Le quota de 3 000 cartouches vaut par arme et par période de douze mois. Couvrir 10 000 coups suppose donc quatre armes de catégorie B, ou le rechargement : les éléments de munitions s'acquièrent sans limitation au titre de l'article R.312-48, et une cartouche fabriquée n'est pas acquise. Attention, le plafond de détention de 1 000 munitions par arme s'applique dans tous les cas. Les munitions achetées au club et consommées sur place ne sont, elles, pas décomptées.

Quels pistolets sont autorisés en division Production ?

Seuls ceux qui figurent sur la Production Division List publiée par l'IPSC, que la fédération internationale tient à jour et peut modifier à tout moment. Les armes jugées single action only en sont exclues. S'y ajoutent les contraintes de l'Appendix D4 : canon de 127 mm au maximum, détente d'au moins 2,27 kg au premier coup ou 1,36 kg à tous les coups, 15 cartouches au signal de départ, et aucune modification facilitant le rechargement.

Que veulent dire Alpha, Charlie, Delta et Mike en IPSC ?

Ce sont les noms des zones de la cible dans l'alphabet phonétique. Alpha, c'est la zone A : 5 points en Minor comme en Major. Charlie, la zone C : 3 en Minor, 4 en Major. Delta, la périphérie D : 1 en Minor, 2 en Major. Mike désigne un impact manqué, sanctionné de −10 points. Le règlement emploie Alpha, Charlie et Delta pour les signaux de main des arbitres, mais écrit « Miss » là où le pas de tir dit « Mike ».

Comment se déroule un stage IPSC, concrètement ?

L'arbitre enchaîne des commandements fixés par le règlement : « Load And Make Ready », « Are You Ready? », « Standby », puis le signal de départ entre 1 et 4 secondes plus tard. Le temps court jusqu'au dernier coup tiré. À la fin viennent « If You Are Finished, Unload And Show Clear », « If Clear, Hammer Down, Holster », et enfin « Range Is Clear » : avant cette annonce, personne n'avance vers les cibles.

Peut-on être disqualifié en IPSC, et pour quoi ?

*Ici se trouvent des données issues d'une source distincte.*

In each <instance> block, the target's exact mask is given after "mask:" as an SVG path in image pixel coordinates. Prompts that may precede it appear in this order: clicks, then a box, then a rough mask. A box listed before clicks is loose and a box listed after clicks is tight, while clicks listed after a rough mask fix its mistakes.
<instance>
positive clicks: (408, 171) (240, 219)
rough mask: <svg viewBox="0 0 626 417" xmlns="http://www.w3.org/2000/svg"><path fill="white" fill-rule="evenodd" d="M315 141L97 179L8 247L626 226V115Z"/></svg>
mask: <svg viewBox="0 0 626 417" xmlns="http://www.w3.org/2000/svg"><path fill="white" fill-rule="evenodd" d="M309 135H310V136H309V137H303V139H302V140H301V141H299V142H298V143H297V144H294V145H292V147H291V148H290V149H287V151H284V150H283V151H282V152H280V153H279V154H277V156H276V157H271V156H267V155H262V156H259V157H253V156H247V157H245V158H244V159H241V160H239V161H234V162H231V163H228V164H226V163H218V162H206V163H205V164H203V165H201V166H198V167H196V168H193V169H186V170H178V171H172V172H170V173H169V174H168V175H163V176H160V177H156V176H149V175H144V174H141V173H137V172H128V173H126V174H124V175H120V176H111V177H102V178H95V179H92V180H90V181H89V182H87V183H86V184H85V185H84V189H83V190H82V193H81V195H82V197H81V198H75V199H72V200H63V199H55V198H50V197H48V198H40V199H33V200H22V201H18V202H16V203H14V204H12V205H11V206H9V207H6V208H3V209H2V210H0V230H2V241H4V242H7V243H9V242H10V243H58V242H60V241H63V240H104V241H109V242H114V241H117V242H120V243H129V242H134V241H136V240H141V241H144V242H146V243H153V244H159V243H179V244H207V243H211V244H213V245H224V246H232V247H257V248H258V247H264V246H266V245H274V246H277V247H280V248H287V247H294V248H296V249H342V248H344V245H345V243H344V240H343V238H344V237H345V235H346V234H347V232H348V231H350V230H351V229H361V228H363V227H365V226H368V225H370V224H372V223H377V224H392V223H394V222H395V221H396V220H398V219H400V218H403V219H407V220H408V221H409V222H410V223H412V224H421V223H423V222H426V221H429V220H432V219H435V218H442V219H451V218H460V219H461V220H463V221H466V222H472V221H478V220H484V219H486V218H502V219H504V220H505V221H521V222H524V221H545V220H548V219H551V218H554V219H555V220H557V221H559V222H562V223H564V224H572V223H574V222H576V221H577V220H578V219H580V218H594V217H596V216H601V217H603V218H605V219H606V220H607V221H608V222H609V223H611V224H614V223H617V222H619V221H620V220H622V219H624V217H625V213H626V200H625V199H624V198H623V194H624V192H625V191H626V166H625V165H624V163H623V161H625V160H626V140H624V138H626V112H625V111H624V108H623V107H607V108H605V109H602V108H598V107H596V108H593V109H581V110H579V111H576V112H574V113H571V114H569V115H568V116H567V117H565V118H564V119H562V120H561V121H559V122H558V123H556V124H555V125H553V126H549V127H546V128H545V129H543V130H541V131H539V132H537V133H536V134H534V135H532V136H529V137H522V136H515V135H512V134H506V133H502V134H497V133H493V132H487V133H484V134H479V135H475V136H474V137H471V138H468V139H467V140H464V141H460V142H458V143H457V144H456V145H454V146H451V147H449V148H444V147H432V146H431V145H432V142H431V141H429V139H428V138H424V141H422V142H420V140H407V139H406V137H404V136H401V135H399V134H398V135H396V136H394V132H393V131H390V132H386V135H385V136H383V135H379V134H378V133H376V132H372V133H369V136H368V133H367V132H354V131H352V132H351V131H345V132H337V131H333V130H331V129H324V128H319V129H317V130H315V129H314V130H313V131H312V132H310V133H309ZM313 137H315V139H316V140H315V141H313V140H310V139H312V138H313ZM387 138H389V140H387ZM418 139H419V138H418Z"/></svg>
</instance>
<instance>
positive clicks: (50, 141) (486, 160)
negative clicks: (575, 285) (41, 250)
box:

Oui, et la disqualification met fin au match entier, pas au seul parcours. Les motifs sont des fautes de sécurité : laisser le canon dépasser l'angle de tir autorisé — 90 degrés par défaut, ce que le pas de tir surnomme « le 180 », garder le doigt dans le pontet en se déplaçant, en chargeant ou en déchargeant, laisser tomber l'arme, se balayer soi-même ou autrui, un départ de coup accidentel, ou manipuler une munition dans une safety area.

Combien coûte le matériel pour débuter en TSV ?

Comptez une première saison, pas seulement une mise de départ : environ 4 670 € autour d'un CZ Shadow 2 neuf et de 10 000 cartouches, ou 3 325 € avec un pistolet d'occasion. Le poste dominant n'est pas l'arme mais la munition, qui pèse 2 600 à 3 000 € à elle seule. Ces montants sont des relevés commerciaux indicatifs, hors licence et cotisation de club.